I just finished replumbing my attic with PEX. As suggested in other posts I ran all the lines first before disconnecting the existing steel pipe. Here in Houston, everything is in the attic, so it makes getting the job done in the winter almost a requirement. One thing I installed that I don't see any reference to, was a water manifold. I ordered one from Vanguard Maniblock from They carry a complete line of PEX supplies. It is basically a circuit braker for the water system (don't forget the special wrench to make the manifold connections). The cold supply line enters, another cold goes out to the Hot Wtr Htr, then returns hot. There is a hot and cold side of the manifold. The volume of the manifold helps keep constant water pressure to each fixture. You then run dedicated lines for each house fixture from the manifold. Any cold or hot line can be turned off independently on the manifold. It makes testing your finished work easy too. When I connected the new system, I could then turn on each fixture, using my trusty CSI flashlight checking all my connections for leaks. I only found one, in a shower gooseneck. All the PEX conncections were dry and tight. I set two inline brass ball valves in the 3/4 PEX. One on the supply side to isolate the manifold from the main line and one on the cold in line on the hot water heater. this way I can isolate the heater to replace it without turning off the water to the rest of the house.
I found a nice 1/2 and 3/4 crimper and cutter on Ebay for around $80. I did not replace all my steel verticals, in some cases I attached a collar and short extension to raise the pipe above rafter height to be able to get the PEX crimpers on at 90 degrees to the pipe. This is a MUST. I did run PEX down the walls to both baths where I could cut the drywall inside closets to replace fixtures and backing boards. PEX requires good backing boards and special brass fittings that the PEX attaches to by way of the standard nipple, then gives a threaded recess for a spigot pipe or shower gooseneck.
My method of installation gives me the option of later running PEX down the walls and installing directly to the sinks, toilets etc. and avoids the necessity or tearing up brickwork to replace hose bibs and other nearly inaccessible fixtures. I didn't find any corroded vertical pipes, only the horizontals lying on the rafters. I cannot begin to tell you how many pinhole were on the pipe, both 1/2 and 3/4.

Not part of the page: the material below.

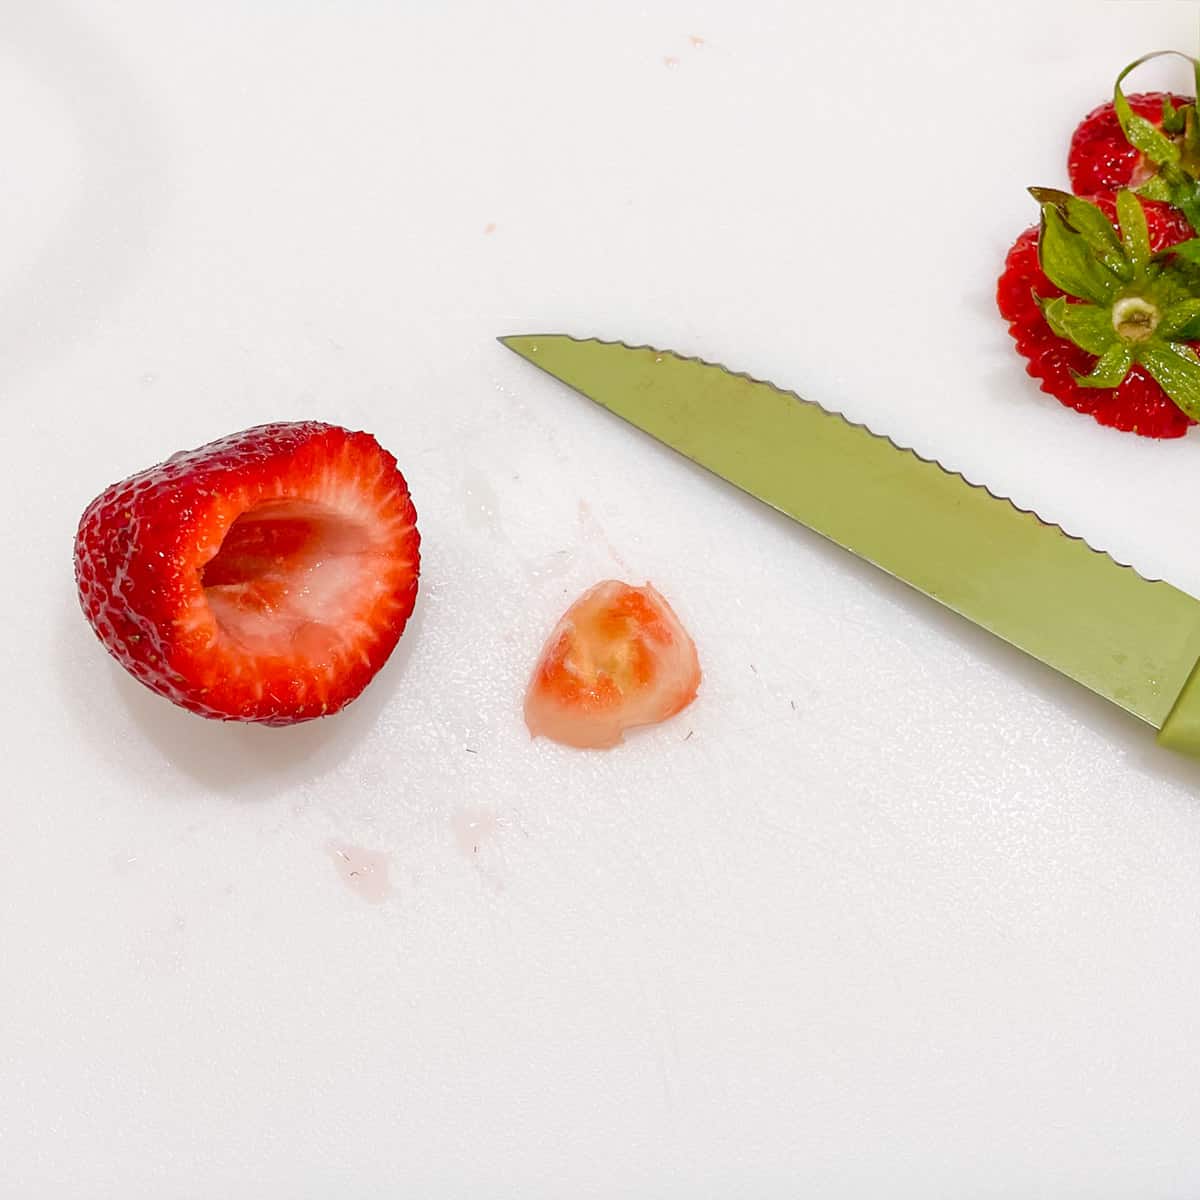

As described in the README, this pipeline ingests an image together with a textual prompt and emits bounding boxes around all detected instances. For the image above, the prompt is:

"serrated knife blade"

An important point to remember when using PEX is the water requirements of your appliances. I found the washers and even your dish washer fillers may work on a timer based on a average flow rate, and not the actual water level. So if your pressure is low, or you undersize your PEX (I would not go below 1/2" no matter what you read or are told) your washers may be running at well below the water capacity you think they are. Low water levels are hard on your washer and your clothes for that matter.
Unfortunately, a lot of the old Texas Gulf coast homes vintage 70's and 80's(and probably newer) was built by illegals learning on the job, employed by unscrupulous developers. My attic piping was a joke. No fixtures had backing boards, the plumbing was held firm by well placed gobs of mortar. The brick work of my chimney in the attic was actually propped in place by toe-nailed 2x4's ostensibly placed to keep the brick and wet mortar in place while it set.
A good reciprocating saw, with coarse metal cutting blades is a must. It enabled me to remove pipe that would have been nearly impossible to get out otherwise.